How More Working Women Can Advance to the C Suite
If you’ve been keeping up with my blog, then you know one thing about me: I advocate for females boldly being the awesome workplace contributors they are. Women tend to think differently than men at work; we offer a unique lens in which to view situations and problems. We’re inherent multitaskers. We’re fundamentally different than males, and that allows us to bring incredible value and dynamism to our work environments.
Despite this, there’s no shortage of challenges faced by today’s working woman. This is especially so for the female who wishes to advance her career in a male-dominated industry. As a female executive in the largely male-dominated technology industry, I know firsthand how difficult it can be for women to break through these barriers and challenge others to reimagine leadership possibilities. It’s hard to imagine that today only 14% of the top five leadership positions at companies in the S&P 500 are held by women.
There are many shining examples, however, of women who are shattering this statistic. For example, there’s Adena Friedman, who was recently named president & CEO of Nasdaq. (She’s the first woman ever to lead a major U.S. exchange.) There’s Mary Barra, who currently serves as the world’s first-ever female CEO of a major automaker; and Indra Nooyi, who’s been serving as Pepsi’s CEO for a decade as of this year. I take pride in standing with these women as female executives of well-known, global brands.
So, how can more women advance their careers as they desire? (As I explained in my blog about defining leadership on your terms, there is no set definition of success at work for women; rather, it’s whatever we wish it to be for ourselves).
I believe the most direct path to career advancement is through personal growth and development, which only starts when you look within …
Finding Your Voice Is Essential, but Not Easy
The key to career advancement is not in women gaining power over men, but in women empowering themselves. To do this, we need to become bold thinkers. We need to harness the unique ideas we have and confidently believe in them. Above all, we must find our voice. As Melinda Gates has said, “A woman with a voice is by definition a strong woman. But the search to find that voice can be remarkably difficult.”
Finding your voice can be challenging. My best suggestion is simple: Know what to say, when to say it, and when to say nothing at all. On one hand, for instance, women should never be intimidated to speak up or speak out. I understand this is easier said than done, as male-dominated industries can be naturally unwelcoming or intimidating for women. Despite this, women have amazing ideas that should be shared. Believe in yourself, and believe in the value you bring to your organization. It won’t take long for you to gain confidence in this way, as well as the confidence of your peers.

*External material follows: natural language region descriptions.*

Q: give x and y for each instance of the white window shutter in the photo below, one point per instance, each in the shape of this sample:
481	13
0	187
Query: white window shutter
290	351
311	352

Throughout the years, I’ve seen women (especially those early in their careers) say too much in conversation with male colleagues because they think they’re in a trusted environment. Based on my observations, this “unspoken oath” doesn’t seem to resonate with males. So, what happens? Something said by a female that she believes is confidential is perceived by a male as something said during open discussion. In the end, what the woman has said is at risk of becoming amplified in an environment she never envisioned.
The key here is to establish a balance between being confident and open versus oversharing. Remember: the work environment in which you make friends and share ideas is also an extremely competitive one.
In business, it’s not a man’s world. It’s not a woman’s world. It’s your world. You can be a Mary Barra. You can be a Melinda Gates. But above all, be yourself. Find your voice and, just as importantly, know when to cast it. Be strategic and perceptive. Leverage the resources at your disposal. Seek mentorship and guidance from female leaders who have gone before you. With the right support and knowledge, advancing your career is easier than you think.